The meltdowns at three nuclear plants at Fukushima, Japan almost three years ago were an economic disaster, but were these plants inherently unsafe? Did the Fukushima designs provide adequate safety during extreme circumstances?
The magnitude 9 earthquake that hit Japan in 2011 was its largest ever. However it was the enormous tsunamis that led to meltdowns. At Fukushima the spent fuel pools never leaked water in spite of the earthquake, its aftershocks, and tsunamis. Even Fukushima’s emergency power systems initially survived the earthquake, only to be soon destroyed by the tsunamis.

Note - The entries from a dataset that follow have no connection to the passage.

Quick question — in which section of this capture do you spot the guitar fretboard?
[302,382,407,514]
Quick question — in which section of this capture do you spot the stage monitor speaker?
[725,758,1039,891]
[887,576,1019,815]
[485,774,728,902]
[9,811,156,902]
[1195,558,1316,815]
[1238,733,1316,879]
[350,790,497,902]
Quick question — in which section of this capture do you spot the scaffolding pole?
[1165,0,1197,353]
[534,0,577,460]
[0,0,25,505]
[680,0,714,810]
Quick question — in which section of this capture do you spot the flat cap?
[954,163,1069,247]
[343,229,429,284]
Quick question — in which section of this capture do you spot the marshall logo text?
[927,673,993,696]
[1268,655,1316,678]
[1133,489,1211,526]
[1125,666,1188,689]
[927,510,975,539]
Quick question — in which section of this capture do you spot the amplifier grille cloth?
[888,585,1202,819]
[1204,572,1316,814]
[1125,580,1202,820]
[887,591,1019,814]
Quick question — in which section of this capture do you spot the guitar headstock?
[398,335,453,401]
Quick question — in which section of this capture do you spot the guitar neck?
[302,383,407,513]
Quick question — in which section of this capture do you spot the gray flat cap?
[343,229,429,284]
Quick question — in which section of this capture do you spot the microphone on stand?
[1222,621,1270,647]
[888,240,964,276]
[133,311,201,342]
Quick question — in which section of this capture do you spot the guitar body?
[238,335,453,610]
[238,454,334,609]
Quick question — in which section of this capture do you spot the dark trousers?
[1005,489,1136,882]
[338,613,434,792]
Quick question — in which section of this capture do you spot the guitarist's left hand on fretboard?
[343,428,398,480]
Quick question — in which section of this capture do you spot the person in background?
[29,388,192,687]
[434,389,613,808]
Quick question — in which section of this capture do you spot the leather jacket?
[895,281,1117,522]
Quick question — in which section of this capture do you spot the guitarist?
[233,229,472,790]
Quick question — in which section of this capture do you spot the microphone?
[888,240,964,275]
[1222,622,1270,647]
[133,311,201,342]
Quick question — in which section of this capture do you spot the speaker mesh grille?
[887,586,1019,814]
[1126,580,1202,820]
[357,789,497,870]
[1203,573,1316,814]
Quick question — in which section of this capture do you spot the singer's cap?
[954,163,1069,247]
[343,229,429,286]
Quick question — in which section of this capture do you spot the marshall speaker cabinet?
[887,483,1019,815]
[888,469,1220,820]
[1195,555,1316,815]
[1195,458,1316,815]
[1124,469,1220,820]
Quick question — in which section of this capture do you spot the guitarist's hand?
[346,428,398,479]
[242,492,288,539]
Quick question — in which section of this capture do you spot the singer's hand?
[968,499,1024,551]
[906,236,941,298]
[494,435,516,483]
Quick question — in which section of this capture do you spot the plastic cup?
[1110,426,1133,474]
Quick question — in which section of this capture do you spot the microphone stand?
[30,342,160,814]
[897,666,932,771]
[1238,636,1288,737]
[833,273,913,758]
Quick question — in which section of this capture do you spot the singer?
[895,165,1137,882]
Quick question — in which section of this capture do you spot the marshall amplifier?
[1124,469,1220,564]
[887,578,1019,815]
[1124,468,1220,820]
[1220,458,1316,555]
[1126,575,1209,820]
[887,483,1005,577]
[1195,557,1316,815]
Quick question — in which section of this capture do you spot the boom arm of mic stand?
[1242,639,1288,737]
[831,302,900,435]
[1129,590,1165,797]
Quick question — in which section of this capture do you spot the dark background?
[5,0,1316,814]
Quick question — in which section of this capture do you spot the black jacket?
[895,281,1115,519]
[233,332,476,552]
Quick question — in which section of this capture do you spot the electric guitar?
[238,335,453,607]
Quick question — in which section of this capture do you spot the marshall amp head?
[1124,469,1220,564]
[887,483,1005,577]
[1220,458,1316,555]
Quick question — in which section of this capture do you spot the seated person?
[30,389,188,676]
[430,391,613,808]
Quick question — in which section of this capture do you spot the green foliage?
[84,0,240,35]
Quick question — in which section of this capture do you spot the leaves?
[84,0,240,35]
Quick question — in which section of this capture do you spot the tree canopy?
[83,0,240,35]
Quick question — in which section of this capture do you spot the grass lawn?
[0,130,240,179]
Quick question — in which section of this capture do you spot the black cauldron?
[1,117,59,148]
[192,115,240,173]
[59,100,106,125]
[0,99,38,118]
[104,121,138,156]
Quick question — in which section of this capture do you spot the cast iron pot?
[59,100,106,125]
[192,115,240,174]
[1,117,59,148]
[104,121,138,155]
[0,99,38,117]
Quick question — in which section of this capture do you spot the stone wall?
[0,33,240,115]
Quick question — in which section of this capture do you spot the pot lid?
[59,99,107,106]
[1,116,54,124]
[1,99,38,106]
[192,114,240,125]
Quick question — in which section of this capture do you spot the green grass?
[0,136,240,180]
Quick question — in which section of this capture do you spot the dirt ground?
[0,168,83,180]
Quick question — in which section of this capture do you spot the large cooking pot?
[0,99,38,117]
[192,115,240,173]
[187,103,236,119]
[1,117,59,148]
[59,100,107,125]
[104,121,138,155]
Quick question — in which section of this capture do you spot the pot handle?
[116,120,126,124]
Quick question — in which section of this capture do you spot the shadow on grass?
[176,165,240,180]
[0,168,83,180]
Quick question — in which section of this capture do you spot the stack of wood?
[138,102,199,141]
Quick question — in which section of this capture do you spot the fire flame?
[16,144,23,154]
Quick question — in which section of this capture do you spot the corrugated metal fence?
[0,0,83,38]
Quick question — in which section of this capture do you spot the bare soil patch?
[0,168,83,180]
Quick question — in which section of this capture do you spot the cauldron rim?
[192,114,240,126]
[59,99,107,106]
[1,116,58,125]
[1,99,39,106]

The nuclear plants at Fukushima were in an extreme situation. The electric grid and the emergency power systems were knocked out, leaving operators in a blackout condition. Tsunamis flooded various areas and buildings. Hydrogen generated by the meltdowns was not harmlessly vented. The containment venting systems could not be quickly opened because they lacked electric power. Reactor buildings were destroyed when the hydrogen that collected there exploded, sending debris flying and further impeding plant access. Post-accident plant improvements will prevent a recurrence of this venting issue.
The earliest environmental release of radioactive material started at 13 hours and was a small percentage of the total radioactive inventory. Small and delayed releases are consistent with previous blackout studies by the Sandia Laboratory on a similar plant, where no near term radiological health effects were calculated. This was confirmed by the World Health Organization which concluded that there were no early radiological health effects and long term health effects would be too small to be detectable statistically.
Beyond the economic losses, the major losses from Fukushima were fear, not fact, driven. More than 1,100 needless excess deaths came from over-evacuating and long term sheltering. Japan, Germany, and California, all with reductions in nuclear electricity, are burning more fossil fuels. Meanwhile, China, Russia, and South Korea strengthen their economic futures selling and servicing new nuclear plants worldwide. Misunderstanding the full story of Fukushima is a profound mistake.
Did the Fukushima designs provide adequate safety during extreme circumstances? How should our understanding, or misunderstanding, of Fukushima impact our approach to nuclear power?